Impact of Affordable Housing on Nearby Property Values
The Center for Housing Policy’s short report, Don’t Put it Here!, looked at the impact of affordable housing on nearby property values. Reviewing existing research, the authors found little evidence that affordable housing negatively affected the value of neighboring properties. They identified several key factors that appeared to have the greatest influence over impacts on the surrounding neighborhood:
Quality of property management and maintenance: While poorly-maintained housing depressed nearby property values, well-maintained and managed affordable housing was more likely to have a neutral or positive impact.
Project design and size: Attractive buildings that blended in with the surrounding neighborhood had a neutral or positive impact on the values of nearby properties. In addition, new affordable developments often helped revitalize blighted neighborhoods when included as part of a broader community revitalization strategy.
Existing neighborhood trajectory: Well-designed and located affordable housing was unlikely to negatively impact property values in strong neighborhoods.

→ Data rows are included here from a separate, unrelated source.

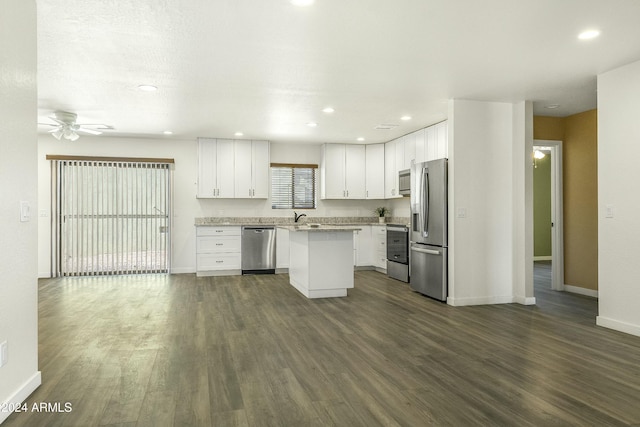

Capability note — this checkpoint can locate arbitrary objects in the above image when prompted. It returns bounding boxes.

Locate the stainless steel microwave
[399,169,411,195]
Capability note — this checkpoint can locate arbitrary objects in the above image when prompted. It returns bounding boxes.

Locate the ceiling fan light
[68,132,80,141]
[51,129,63,140]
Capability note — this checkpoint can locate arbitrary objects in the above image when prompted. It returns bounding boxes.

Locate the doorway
[533,140,564,292]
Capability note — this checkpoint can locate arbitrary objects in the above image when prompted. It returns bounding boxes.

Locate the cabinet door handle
[252,189,255,196]
[249,188,252,197]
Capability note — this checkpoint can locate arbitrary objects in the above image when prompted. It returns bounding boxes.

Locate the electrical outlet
[0,341,7,367]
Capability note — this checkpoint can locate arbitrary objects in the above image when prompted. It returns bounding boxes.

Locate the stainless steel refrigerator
[410,159,448,301]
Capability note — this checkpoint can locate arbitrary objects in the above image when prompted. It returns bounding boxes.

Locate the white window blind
[271,164,317,209]
[50,158,172,276]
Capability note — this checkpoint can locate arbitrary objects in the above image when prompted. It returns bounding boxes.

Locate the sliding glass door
[51,159,172,276]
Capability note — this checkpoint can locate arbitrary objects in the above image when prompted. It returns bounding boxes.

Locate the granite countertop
[277,224,362,232]
[194,216,410,227]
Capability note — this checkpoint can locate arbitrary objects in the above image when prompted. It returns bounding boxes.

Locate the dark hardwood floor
[4,266,640,426]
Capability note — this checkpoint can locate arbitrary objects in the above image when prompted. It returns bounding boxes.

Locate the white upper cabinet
[403,132,416,170]
[198,138,269,199]
[365,144,385,199]
[414,128,427,163]
[345,145,366,199]
[197,138,235,198]
[426,125,438,161]
[395,136,405,173]
[234,140,269,198]
[321,144,346,199]
[435,121,448,159]
[423,120,448,162]
[321,144,366,199]
[384,139,399,198]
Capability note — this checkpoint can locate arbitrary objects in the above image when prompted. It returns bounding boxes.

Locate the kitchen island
[278,225,362,298]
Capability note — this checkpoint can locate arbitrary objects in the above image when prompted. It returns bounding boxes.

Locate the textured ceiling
[37,0,640,143]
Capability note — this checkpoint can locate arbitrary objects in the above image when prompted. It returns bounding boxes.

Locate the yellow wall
[533,110,598,291]
[533,153,552,257]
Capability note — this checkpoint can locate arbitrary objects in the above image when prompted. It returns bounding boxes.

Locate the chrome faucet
[294,212,307,223]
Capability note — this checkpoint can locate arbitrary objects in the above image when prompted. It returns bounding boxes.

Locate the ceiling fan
[40,111,111,141]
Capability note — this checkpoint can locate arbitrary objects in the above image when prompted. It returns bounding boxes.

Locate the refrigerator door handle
[423,168,429,237]
[411,246,440,256]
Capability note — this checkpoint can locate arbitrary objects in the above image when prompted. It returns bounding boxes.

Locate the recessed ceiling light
[291,0,314,6]
[322,107,335,113]
[401,116,412,121]
[234,132,244,137]
[545,104,560,109]
[578,29,600,40]
[163,130,173,135]
[357,137,365,142]
[137,84,158,92]
[306,122,318,127]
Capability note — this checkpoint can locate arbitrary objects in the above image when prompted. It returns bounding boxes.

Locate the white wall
[37,139,387,276]
[0,1,41,423]
[597,59,640,337]
[447,99,533,306]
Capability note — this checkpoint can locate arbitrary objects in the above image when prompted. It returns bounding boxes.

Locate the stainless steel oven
[386,224,409,282]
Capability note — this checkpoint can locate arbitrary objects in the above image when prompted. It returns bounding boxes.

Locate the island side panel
[308,231,354,293]
[289,230,311,297]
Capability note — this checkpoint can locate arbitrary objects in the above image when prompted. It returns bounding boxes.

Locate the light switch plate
[457,208,467,218]
[605,205,614,218]
[20,201,30,222]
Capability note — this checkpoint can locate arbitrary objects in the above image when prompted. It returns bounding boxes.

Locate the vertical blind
[50,158,172,277]
[271,164,317,209]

One-Time and Ongoing Job Creation and Spending
It stands to reason that building or rehabilitating affordable housing creates jobs in the construction field. Research by the National Association of Home Builders (NAHB) estimates that building 100 affordable housing units for families through the Low-Income Housing Tax Credit program can lead to the creation of more than 120 jobs, on average, during a project’s construction phase.
Even more importantly, long after the homes are occupied, the ripple effect from residents of these new units can support as many as 30 new jobs in a wide array of industries, including retail, healthcare, and local government. These employment effects are on par with building comparable market-rate units.
Fiscal Impacts for Local Governments
When affordable single-family homes are built or rehabbed, the funds flowing to cities and states can be considerable. Revenues can take the form of fees for permitting, zoning, and utilities, or they can reflect sales, income, or property taxes generated by construction-related economic activity. The NAHB estimates that 100 units of affordable housing for families generates the same amount of one-time revenue for jurisdictions as does a comparable market-rate property – roughly $827,000, on average – with more than half coming from permit/impact fees and utility user fees.
One persistent concern raised about affordable housing development is that it will flood local schools with children, increasing the demand for school facilities and educational services. Putting aside the need for our society to provide a solid education to all children, do lower-income households actually have significantly more children than upper-income ones? The answer is no. Today there is only a small difference in the average number of children per household when comparing income levels.
Another benefit is avoiding unnecessary, costly public expenditures by providing stable living situations for people experiencing homelessness in our communities as well as people with special needs.
Reducing Foreclosure Risks and Associated Costs
Recent research suggests that low- and moderate-income households who participate in affordable homeownership programs have a much lower risk of delinquency and foreclosure than similar buyers with prime or subprime loans.
Reducing foreclosures not only helps stabilize neighborhoods, but also yields significant savings for local governments that may otherwise have to absorb costs related to property maintenance, court and legal expenses, increased police and social services for the affected neighborhoods, and, in some cases, demolition of abandoned houses (source).
Even when vacant homes are spared from demolition, they can drain public coffers. Abandoned homes can decrease the property taxes, utility revenues, and other taxes and fees that jurisdictions typically collect. It is also well documented that vacancies can affect the value of nearby homes, further reducing property tax revenues (source).